Discontinuous Sounds

  • Coarse Crackles: Low pitch; heard during inspiration.

  • Fine Crackles: High pitch; persistent even after coughing.

Identifying Pneumonia

Characteristics of Pneumonia

  • Acute inflammation of pulmonary tissue; common symptoms include fever, cough, and dyspnea.

  • Primary causative agent: Streptococcus pneumoniae (bacterial).

  • Diagnosed via chest X-ray and CBC; management includes antibiotics and supportive care.

    • Elevated WBC count indicates infection.

Chronic Obstructive Pulmonary Disease (COPD)

Overview

  • COPD includes chronic bronchitis and emphysema; characterized by chronic airflow limitation.

  • Common cause: Cigarette smoking.

    • Other irritants include air pollution and chemical fumes.

Emphysema

  • Destruction of alveoli leading to decreased gas exchange.

  • Symptoms: Shortness of breath, cough, barrel chest, clubbing of fingers.

  • Diagnostic tests: Chest X-ray, pulmonary function test (PFT).

Chronic Bronchitis

  • Chronic productive cough persisting for three months per year for two consecutive years.

  • Pathophysiology includes inflammation, scarring of bronchial tubes, and excess mucus production.

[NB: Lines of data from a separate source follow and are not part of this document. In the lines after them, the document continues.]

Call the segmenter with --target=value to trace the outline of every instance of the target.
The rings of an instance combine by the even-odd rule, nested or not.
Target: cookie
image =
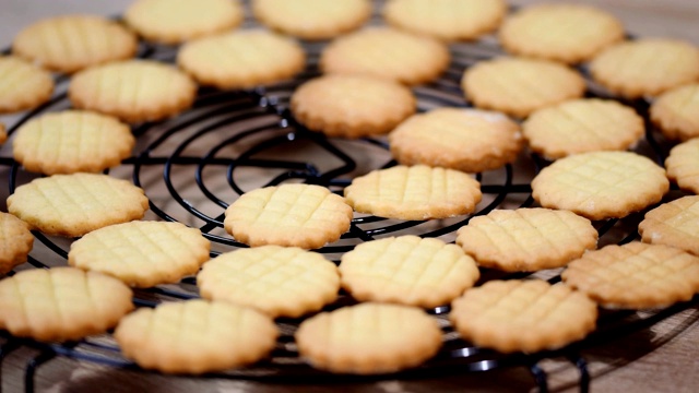
[[[643,118],[611,99],[568,100],[534,111],[522,133],[535,153],[558,159],[577,153],[624,151],[643,133]]]
[[[141,219],[147,209],[142,189],[98,174],[37,178],[17,187],[8,198],[8,211],[32,228],[68,237]]]
[[[47,17],[23,28],[12,43],[13,55],[64,73],[129,59],[137,49],[133,33],[98,15]]]
[[[34,109],[51,94],[50,73],[15,56],[0,56],[0,115]]]
[[[369,0],[253,0],[258,22],[308,40],[336,37],[360,27],[371,16]]]
[[[595,327],[597,307],[561,284],[491,281],[454,300],[449,319],[476,346],[535,353],[584,338]]]
[[[312,367],[337,373],[395,372],[419,366],[441,347],[437,320],[425,311],[371,302],[311,317],[294,337]]]
[[[447,218],[473,213],[481,183],[459,170],[399,165],[356,177],[345,188],[359,213],[398,219]]]
[[[644,242],[699,255],[699,196],[683,196],[645,213],[638,233]]]
[[[74,267],[33,269],[0,281],[0,329],[40,342],[105,333],[133,309],[120,281]]]
[[[252,29],[187,43],[177,53],[177,64],[205,86],[250,88],[301,72],[306,52],[292,38]]]
[[[585,82],[557,62],[502,57],[467,68],[461,87],[478,108],[525,118],[534,110],[582,97]]]
[[[209,261],[210,249],[211,242],[197,228],[133,221],[93,230],[73,241],[68,264],[149,288],[196,274]]]
[[[570,262],[561,278],[606,308],[666,307],[699,291],[699,257],[639,241],[609,245]]]
[[[24,123],[12,155],[28,171],[99,172],[131,155],[135,139],[117,119],[83,110],[50,112]]]
[[[660,202],[668,190],[665,170],[631,152],[574,154],[532,180],[532,196],[542,206],[590,219],[625,217]]]
[[[457,243],[483,267],[536,272],[565,266],[597,246],[589,219],[548,209],[494,210],[471,218]]]
[[[623,40],[624,25],[594,7],[543,3],[522,8],[507,17],[498,38],[510,53],[573,64]]]
[[[254,310],[201,299],[140,308],[114,332],[121,352],[144,369],[201,374],[251,365],[280,332]]]
[[[179,44],[235,28],[244,16],[238,0],[137,0],[123,19],[147,40]]]
[[[291,104],[296,120],[309,130],[356,139],[388,133],[415,112],[417,102],[396,82],[325,75],[300,85]]]
[[[224,227],[252,247],[315,249],[350,229],[352,207],[324,187],[282,184],[246,192],[228,209]]]
[[[298,318],[337,298],[337,266],[297,247],[261,246],[223,253],[197,276],[201,296]]]
[[[498,27],[503,0],[390,0],[383,19],[390,25],[443,40],[472,40]]]
[[[68,96],[73,107],[138,123],[188,109],[197,85],[171,66],[152,60],[117,61],[78,72]]]
[[[639,38],[616,44],[590,62],[592,78],[625,98],[656,96],[699,81],[699,49],[667,38]]]
[[[406,85],[428,83],[449,67],[446,44],[390,27],[368,27],[339,37],[320,56],[325,73],[363,74]]]
[[[390,237],[342,255],[342,287],[359,301],[423,308],[448,305],[479,277],[471,257],[435,238]]]
[[[481,172],[517,159],[520,127],[507,116],[478,109],[438,108],[414,115],[389,134],[402,165],[427,165]]]

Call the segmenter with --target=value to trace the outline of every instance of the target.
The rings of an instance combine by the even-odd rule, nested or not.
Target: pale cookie
[[[134,123],[175,116],[191,107],[196,94],[189,76],[152,60],[117,61],[80,71],[68,90],[75,108]]]
[[[391,131],[415,112],[416,105],[410,88],[363,75],[320,76],[292,95],[292,112],[301,124],[351,139]]]
[[[584,338],[595,329],[597,306],[561,284],[491,281],[454,300],[449,319],[476,346],[535,353]]]
[[[699,136],[699,83],[670,90],[651,104],[651,120],[670,140]]]
[[[44,19],[22,29],[12,43],[12,53],[66,73],[131,58],[137,49],[133,33],[98,15]]]
[[[371,16],[369,0],[253,0],[252,14],[263,25],[309,40],[352,32]]]
[[[390,0],[383,19],[394,27],[443,40],[471,40],[494,31],[507,13],[505,0]]]
[[[226,209],[228,234],[252,247],[315,249],[350,229],[352,207],[324,187],[282,184],[246,192]]]
[[[202,85],[250,88],[292,79],[306,67],[306,52],[292,38],[252,29],[187,43],[177,64]]]
[[[436,80],[449,67],[446,44],[389,27],[369,27],[336,38],[320,56],[325,73],[364,74],[406,85]]]
[[[611,245],[570,262],[561,278],[606,308],[667,307],[699,291],[699,258],[663,245]]]
[[[210,249],[211,242],[197,228],[133,221],[93,230],[73,241],[68,264],[149,288],[197,274],[209,261]]]
[[[135,139],[117,119],[83,110],[51,112],[24,123],[12,141],[14,159],[46,175],[99,172],[131,155]]]
[[[613,94],[626,98],[656,96],[699,81],[699,49],[675,39],[624,41],[595,56],[590,72]]]
[[[425,165],[372,170],[345,188],[359,213],[399,219],[447,218],[473,213],[481,183],[459,170]]]
[[[201,299],[141,308],[114,333],[123,355],[140,367],[188,374],[254,364],[272,352],[279,335],[260,312]]]
[[[402,165],[481,172],[517,159],[523,140],[519,124],[502,114],[438,108],[402,122],[389,134],[389,145]]]
[[[238,0],[135,0],[123,19],[147,40],[179,44],[242,23]]]
[[[645,213],[638,233],[644,242],[699,255],[699,196],[683,196]]]
[[[548,159],[571,154],[623,151],[643,136],[643,118],[615,100],[568,100],[534,111],[522,133],[535,153]]]
[[[13,56],[0,56],[0,115],[33,109],[51,98],[54,79]]]
[[[412,235],[358,245],[342,255],[340,274],[342,287],[359,301],[423,308],[448,305],[481,275],[458,246]]]
[[[34,246],[29,225],[8,213],[0,213],[0,274],[26,262]]]
[[[0,329],[40,342],[105,333],[133,309],[120,281],[74,267],[34,269],[0,281]]]
[[[507,17],[498,38],[511,53],[572,64],[590,60],[624,39],[624,25],[594,7],[545,3]]]
[[[312,367],[356,374],[419,366],[442,342],[437,320],[425,311],[370,302],[311,317],[294,337],[299,355]]]
[[[272,318],[298,318],[337,298],[340,274],[320,253],[261,246],[206,262],[197,285],[205,299],[252,307]]]
[[[8,211],[46,235],[79,237],[107,225],[141,219],[149,209],[142,189],[107,175],[37,178],[8,198]]]
[[[532,180],[532,196],[542,206],[590,219],[625,217],[660,202],[668,190],[665,170],[631,152],[574,154]]]
[[[525,118],[536,109],[582,97],[585,82],[557,62],[502,57],[466,69],[461,87],[478,108]]]
[[[536,272],[565,266],[597,246],[589,219],[548,209],[494,210],[471,218],[457,243],[483,267]]]

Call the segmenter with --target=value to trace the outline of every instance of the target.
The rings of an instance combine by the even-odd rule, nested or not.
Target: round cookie
[[[35,22],[12,43],[12,53],[51,71],[73,73],[135,55],[137,37],[98,15],[62,15]]]
[[[152,60],[117,61],[80,71],[68,90],[75,108],[132,123],[175,116],[193,104],[196,94],[189,76]]]
[[[415,112],[410,88],[363,75],[324,75],[300,85],[291,108],[298,122],[328,136],[363,138],[391,131]]]
[[[582,97],[585,82],[557,62],[502,57],[466,69],[461,87],[478,108],[525,118],[536,109]]]
[[[548,159],[627,150],[644,132],[643,118],[632,108],[599,98],[573,99],[538,109],[522,123],[531,150]]]
[[[667,38],[640,38],[616,44],[590,62],[592,78],[626,98],[656,96],[699,81],[699,49]]]
[[[187,43],[177,53],[177,63],[202,85],[250,88],[301,72],[306,53],[292,38],[252,29]]]
[[[502,114],[438,108],[402,122],[389,134],[389,145],[402,165],[481,172],[517,159],[523,143],[519,124]]]
[[[446,44],[389,27],[342,36],[320,56],[325,73],[364,74],[416,85],[436,80],[449,67]]]

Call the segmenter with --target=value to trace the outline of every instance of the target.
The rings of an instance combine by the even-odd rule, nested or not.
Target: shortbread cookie
[[[656,96],[699,81],[699,49],[666,38],[624,41],[595,56],[590,72],[613,94],[626,98]]]
[[[461,87],[476,107],[525,118],[536,109],[582,97],[585,82],[557,62],[503,57],[466,69]]]
[[[362,303],[307,319],[294,335],[311,366],[376,374],[416,367],[441,347],[437,320],[399,305]]]
[[[548,159],[627,150],[644,132],[643,118],[632,108],[599,98],[573,99],[538,109],[522,123],[531,150]]]
[[[359,213],[399,219],[447,218],[473,213],[481,183],[459,170],[416,165],[372,170],[345,188]]]
[[[128,60],[78,72],[68,90],[75,108],[116,116],[128,122],[175,116],[194,102],[197,85],[171,66]]]
[[[507,17],[498,33],[500,44],[511,53],[572,64],[624,39],[624,25],[594,7],[543,3]]]
[[[606,308],[666,307],[699,293],[699,257],[663,245],[609,245],[570,262],[564,282]]]
[[[597,246],[589,219],[548,209],[494,210],[471,218],[457,243],[479,266],[506,272],[536,272],[565,266]]]
[[[141,308],[114,336],[144,369],[201,374],[251,365],[274,348],[279,327],[254,310],[201,299]]]
[[[337,298],[337,266],[297,247],[261,246],[223,253],[197,276],[201,296],[298,318]]]
[[[494,31],[505,0],[390,0],[383,19],[392,26],[445,40],[471,40]]]
[[[466,172],[496,169],[522,148],[520,127],[507,116],[478,109],[438,108],[415,115],[389,135],[403,165],[424,164]]]
[[[306,128],[351,139],[391,131],[416,105],[410,88],[363,75],[320,76],[292,95],[292,112]]]
[[[142,189],[107,175],[54,175],[17,187],[8,211],[47,235],[78,237],[107,225],[141,219]]]
[[[569,210],[590,219],[620,218],[660,202],[670,190],[665,170],[631,152],[574,154],[532,180],[544,207]]]
[[[177,53],[177,63],[202,85],[249,88],[301,72],[306,52],[292,38],[252,29],[187,43]]]
[[[423,308],[448,305],[481,275],[458,246],[412,235],[358,245],[342,255],[340,274],[342,287],[359,301]]]
[[[209,261],[211,242],[180,223],[141,222],[91,231],[70,246],[68,263],[149,288],[178,283]]]
[[[699,136],[699,83],[670,90],[651,104],[651,120],[670,140]]]
[[[26,26],[12,43],[12,53],[66,73],[131,58],[137,49],[133,33],[98,15],[47,17]]]
[[[584,338],[595,329],[597,306],[561,284],[491,281],[454,300],[449,319],[479,347],[534,353]]]
[[[8,213],[0,213],[0,274],[26,262],[34,246],[29,225]]]
[[[415,85],[439,78],[449,61],[449,48],[434,38],[368,27],[330,43],[320,56],[320,68],[325,73],[372,75]]]
[[[33,269],[0,281],[0,329],[63,342],[105,333],[133,309],[120,281],[74,267]]]
[[[54,79],[14,56],[0,56],[0,115],[33,109],[51,98]]]
[[[315,249],[350,229],[352,207],[324,187],[282,184],[246,192],[226,209],[228,234],[252,247]]]
[[[329,39],[362,26],[369,0],[253,0],[252,14],[270,28],[299,38]]]
[[[123,19],[147,40],[179,44],[235,28],[244,16],[239,0],[135,0]]]
[[[66,110],[24,123],[12,141],[12,154],[29,171],[98,172],[129,157],[134,143],[131,129],[112,117]]]
[[[676,247],[699,257],[699,196],[683,196],[645,213],[638,233],[644,242]]]

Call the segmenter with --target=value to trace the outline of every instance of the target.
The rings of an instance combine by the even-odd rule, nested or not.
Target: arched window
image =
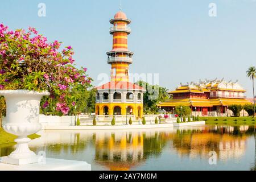
[[[100,100],[100,93],[98,92],[97,92],[96,94],[96,100]]]
[[[113,96],[114,100],[121,100],[122,98],[121,93],[118,92],[115,92],[115,93],[114,93]]]
[[[133,93],[132,92],[127,92],[126,94],[126,100],[133,100]]]
[[[104,115],[109,115],[109,107],[108,106],[105,106],[103,108],[103,114]]]
[[[141,93],[139,93],[138,94],[137,99],[138,101],[141,101]]]
[[[114,115],[121,115],[121,109],[119,106],[114,107]]]
[[[104,92],[102,94],[103,100],[109,100],[109,93],[107,92]]]

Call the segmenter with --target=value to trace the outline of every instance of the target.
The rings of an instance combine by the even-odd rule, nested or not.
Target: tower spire
[[[119,0],[119,10],[122,11],[122,0]]]

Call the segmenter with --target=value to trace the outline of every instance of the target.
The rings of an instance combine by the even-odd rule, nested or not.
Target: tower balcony
[[[130,34],[131,32],[131,28],[124,26],[117,26],[110,28],[109,33],[111,34],[116,32],[125,32]]]
[[[114,62],[125,62],[133,63],[133,59],[129,57],[110,57],[108,59],[108,63]]]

  • Symptoms: Cough, dyspnea, use of accessory muscles for breathing, cor pulmonale.

Management of COPD

Common Management Strategies

  • Smoking cessation; use of bronchodilators and corticosteroids.

  • Maintain hydration; humidified air; encourage cough and breathing exercises.

  • Supplemental oxygen is given at low flow rates (2 to 3 L) to prevent hypercapnia.

Nursing Considerations

  • Positioning (semi-Fowler's or tripod) to ease breathing.

  • Educate on the importance of medication compliance, hand hygiene, and vaccinations."